Getting to Yes, And

How to Walk Into a Room

Guest

Emily P. Freeman

Subscribe on

Kelly connects with best-selling author Emily P. Freeman to talk about her new book “How to Walk into a Room: The Art of Knowing When to Stay and When to Walk Away.”

I know your book is titled “How to Walk into a Room,” but the book is also about how to walk out of a room.

“I do think about if life were like a house, then every room holds a story. And there are some rooms that we walk into, and we know immediately: this is my room, and these are my people. And then we've got other rooms where we might crack the door, stick our head, and we're like: absolutely not, goodbye. But then there are those rooms where we maybe have belonged for a really long time; Maybe they've shaped us; Maybe they're rooms we fought to get into really hard; Maybe there were goals for us to walk into those rooms.

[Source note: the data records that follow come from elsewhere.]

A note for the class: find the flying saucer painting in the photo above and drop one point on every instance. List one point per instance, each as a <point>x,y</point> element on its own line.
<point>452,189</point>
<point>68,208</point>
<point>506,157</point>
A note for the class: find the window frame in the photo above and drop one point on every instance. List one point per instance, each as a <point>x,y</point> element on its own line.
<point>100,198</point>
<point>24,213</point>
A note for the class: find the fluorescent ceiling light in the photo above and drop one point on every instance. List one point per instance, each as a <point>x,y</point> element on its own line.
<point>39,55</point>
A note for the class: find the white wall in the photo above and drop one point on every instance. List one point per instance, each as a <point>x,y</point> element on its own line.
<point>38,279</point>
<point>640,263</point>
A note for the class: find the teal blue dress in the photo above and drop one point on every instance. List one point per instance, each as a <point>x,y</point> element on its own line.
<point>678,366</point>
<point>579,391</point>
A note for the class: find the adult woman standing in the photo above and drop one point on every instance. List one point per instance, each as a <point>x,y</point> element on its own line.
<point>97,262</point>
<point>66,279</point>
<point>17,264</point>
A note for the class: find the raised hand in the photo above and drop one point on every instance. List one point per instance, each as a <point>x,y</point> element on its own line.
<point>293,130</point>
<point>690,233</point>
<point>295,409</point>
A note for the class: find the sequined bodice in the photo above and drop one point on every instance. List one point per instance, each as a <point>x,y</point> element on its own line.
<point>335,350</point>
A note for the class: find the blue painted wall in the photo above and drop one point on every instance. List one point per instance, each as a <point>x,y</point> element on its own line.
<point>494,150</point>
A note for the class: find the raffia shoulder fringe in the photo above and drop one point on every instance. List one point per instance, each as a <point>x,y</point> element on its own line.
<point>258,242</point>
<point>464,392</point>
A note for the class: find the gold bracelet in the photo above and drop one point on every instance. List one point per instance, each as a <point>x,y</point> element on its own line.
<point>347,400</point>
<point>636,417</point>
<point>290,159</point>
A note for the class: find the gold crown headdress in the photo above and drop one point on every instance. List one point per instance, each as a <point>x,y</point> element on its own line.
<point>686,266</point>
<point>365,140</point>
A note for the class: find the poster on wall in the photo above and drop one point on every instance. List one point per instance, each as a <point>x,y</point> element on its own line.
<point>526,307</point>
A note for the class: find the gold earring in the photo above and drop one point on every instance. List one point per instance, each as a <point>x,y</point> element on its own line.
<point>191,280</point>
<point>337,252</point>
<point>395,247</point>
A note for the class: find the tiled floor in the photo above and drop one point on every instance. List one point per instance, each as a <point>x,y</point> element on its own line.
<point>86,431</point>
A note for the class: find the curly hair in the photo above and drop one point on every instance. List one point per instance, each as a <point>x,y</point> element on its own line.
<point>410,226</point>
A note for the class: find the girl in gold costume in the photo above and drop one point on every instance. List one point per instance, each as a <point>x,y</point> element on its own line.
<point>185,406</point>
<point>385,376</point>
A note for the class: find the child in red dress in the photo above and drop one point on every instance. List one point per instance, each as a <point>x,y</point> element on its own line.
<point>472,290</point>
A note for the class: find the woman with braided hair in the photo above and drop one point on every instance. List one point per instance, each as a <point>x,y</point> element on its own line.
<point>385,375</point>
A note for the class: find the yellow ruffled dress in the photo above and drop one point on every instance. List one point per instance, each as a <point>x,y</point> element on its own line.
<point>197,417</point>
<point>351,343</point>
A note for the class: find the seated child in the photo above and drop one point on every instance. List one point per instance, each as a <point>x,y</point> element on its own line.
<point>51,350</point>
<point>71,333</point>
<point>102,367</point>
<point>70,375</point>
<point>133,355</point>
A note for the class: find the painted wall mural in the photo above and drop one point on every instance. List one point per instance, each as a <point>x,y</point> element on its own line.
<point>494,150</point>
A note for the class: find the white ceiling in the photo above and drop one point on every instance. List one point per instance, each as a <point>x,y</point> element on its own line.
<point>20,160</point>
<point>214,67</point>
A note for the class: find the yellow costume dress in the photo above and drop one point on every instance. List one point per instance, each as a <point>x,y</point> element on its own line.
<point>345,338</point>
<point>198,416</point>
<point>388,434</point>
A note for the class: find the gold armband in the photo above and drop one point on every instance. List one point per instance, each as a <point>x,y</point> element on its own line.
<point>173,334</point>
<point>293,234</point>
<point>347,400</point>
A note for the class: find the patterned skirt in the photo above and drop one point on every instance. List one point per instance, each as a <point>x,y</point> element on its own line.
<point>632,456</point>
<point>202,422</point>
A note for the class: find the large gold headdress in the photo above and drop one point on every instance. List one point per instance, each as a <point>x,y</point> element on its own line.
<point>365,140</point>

But then something happens, a shift, a cultural change, a question. And we begin to wonder, is this still a room for me now? So, what do we do when a room that we're in perhaps isn't a room for us anymore?”

And how we are raised and where we come from all effects our being in that room or not.

"The most difficult questions that people come to me with when we're in conversation is when they're questioning a room that they're in that they've loved; that they've been part of; and they're starting to question their belonging there. It's the rooms that are tied to our identity. And so those questions that we have are formed by the ways we've been formed before we even entered that room. And so, sometimes that can keep us from questioning whether or not we might want to enter a hallway or enter a different room because what does this say about me as a person, and what will I have left if I walk out?” ”

Talk to us about the sacred space of the pause or, as you call it, the hallway.

“So, I find that pause, that sacred pause, what could be a sacred pause - It may last for a moment. Or you might live a lot of your life in the sacred pause, what I would call the hallway, the space between the space, this liminal space where maybe a lot is happening, where it looks like nothing is happening. And what do we do in those spaces when we don't know what to do? I think that's something that we can be afraid of. But, you know, I find a lot of the juiciness and the discomfort of it - that's where good things happen. And so that's the hallway space.”